LLLT was reported to produce a shift in overall cell redox potential in the direction of greater oxidation (Karu 1999) and increased ROS generation and cell redox activity have been demonstrated (Lubart et al. 2005). These cytosolic responses may in turn induce transcriptional changes.
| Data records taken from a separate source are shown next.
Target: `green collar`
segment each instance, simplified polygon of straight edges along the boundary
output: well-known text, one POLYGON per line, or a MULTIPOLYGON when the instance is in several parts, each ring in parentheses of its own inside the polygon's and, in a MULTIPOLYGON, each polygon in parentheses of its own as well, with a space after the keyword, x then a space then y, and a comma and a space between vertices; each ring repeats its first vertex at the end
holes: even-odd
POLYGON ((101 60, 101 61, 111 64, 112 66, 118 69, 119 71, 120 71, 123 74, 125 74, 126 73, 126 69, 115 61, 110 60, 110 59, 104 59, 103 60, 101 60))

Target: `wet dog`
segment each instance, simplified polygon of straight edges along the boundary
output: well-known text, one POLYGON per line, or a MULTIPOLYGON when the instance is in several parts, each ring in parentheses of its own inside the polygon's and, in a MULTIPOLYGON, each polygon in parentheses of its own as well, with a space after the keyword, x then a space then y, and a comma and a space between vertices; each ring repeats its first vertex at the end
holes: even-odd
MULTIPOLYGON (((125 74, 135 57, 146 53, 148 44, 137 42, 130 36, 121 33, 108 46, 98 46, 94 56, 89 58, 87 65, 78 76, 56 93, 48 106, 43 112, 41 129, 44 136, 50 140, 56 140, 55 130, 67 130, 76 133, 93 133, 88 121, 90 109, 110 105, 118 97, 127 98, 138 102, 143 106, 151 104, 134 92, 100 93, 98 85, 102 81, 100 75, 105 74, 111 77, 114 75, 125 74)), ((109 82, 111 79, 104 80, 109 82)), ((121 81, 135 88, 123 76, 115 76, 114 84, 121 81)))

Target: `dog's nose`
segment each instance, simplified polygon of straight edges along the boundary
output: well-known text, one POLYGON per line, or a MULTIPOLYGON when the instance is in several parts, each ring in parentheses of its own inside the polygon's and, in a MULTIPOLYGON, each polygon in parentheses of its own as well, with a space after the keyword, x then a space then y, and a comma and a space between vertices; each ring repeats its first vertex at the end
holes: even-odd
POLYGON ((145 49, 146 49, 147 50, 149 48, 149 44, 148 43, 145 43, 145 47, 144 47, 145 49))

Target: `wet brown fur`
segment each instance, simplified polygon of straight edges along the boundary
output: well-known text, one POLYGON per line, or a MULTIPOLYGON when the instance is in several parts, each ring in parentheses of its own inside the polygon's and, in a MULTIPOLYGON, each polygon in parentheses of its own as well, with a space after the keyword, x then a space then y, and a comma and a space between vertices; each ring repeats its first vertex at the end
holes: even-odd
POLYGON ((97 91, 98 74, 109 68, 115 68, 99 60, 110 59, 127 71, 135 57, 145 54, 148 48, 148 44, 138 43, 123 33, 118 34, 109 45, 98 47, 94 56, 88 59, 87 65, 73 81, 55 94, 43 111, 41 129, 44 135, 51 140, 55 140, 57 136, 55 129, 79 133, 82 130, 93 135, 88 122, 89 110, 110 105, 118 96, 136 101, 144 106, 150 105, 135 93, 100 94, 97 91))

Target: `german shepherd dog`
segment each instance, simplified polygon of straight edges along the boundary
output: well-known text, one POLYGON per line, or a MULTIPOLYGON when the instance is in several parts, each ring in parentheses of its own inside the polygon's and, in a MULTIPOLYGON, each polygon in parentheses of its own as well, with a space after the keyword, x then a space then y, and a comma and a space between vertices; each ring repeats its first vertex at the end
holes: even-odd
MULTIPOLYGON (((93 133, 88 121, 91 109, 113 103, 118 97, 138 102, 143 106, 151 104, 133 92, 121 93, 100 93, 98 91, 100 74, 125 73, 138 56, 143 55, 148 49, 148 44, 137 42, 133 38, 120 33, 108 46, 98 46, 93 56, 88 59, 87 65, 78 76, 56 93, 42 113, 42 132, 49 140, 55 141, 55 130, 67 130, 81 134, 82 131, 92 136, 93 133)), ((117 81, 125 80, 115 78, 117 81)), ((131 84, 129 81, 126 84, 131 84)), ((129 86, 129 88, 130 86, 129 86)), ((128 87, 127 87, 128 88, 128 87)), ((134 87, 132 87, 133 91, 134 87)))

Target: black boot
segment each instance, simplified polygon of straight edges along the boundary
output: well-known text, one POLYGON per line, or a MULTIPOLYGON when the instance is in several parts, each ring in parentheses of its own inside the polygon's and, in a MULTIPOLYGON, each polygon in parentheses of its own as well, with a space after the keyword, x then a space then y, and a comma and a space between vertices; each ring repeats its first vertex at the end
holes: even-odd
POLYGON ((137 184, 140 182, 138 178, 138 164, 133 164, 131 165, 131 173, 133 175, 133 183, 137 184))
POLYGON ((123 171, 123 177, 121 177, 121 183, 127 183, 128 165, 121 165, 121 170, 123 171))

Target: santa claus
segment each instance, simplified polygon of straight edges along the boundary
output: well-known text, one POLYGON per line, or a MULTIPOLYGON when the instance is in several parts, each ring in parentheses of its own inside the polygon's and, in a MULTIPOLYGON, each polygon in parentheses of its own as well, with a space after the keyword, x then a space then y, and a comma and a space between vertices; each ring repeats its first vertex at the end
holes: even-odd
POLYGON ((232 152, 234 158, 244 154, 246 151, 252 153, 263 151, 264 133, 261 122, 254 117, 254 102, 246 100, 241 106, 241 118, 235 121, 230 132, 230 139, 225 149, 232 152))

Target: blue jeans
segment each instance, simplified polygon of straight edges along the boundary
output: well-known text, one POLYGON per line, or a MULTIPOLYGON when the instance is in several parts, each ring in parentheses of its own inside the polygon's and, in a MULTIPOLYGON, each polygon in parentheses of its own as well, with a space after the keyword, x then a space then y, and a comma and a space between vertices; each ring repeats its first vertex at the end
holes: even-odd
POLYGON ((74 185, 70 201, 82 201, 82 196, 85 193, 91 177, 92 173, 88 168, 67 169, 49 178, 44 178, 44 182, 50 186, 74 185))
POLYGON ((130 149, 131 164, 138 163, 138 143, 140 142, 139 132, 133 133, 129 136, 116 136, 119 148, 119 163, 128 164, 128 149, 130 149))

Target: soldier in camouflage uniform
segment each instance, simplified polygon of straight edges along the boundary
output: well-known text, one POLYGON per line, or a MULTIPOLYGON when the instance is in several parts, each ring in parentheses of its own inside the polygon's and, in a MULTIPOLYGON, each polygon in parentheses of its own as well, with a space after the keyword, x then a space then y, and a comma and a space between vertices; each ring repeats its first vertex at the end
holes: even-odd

Several transcription factors are regulated by changes in cellular redox state, but the most important one is nuclear factor κB (NF-κB). Figure 1 graphically illustrates some of the intracellular signaling pathways that are proposed to occur after LLLT.
Schematic depiction of the cellular signaling pathways triggered by LLLT. After photons are absorbed by chromophores in the mitochondria, respiration and ATP is increased but in addition signaling molecules such as reactive oxygen species (ROS) and nitric oxide (NO) are also produced.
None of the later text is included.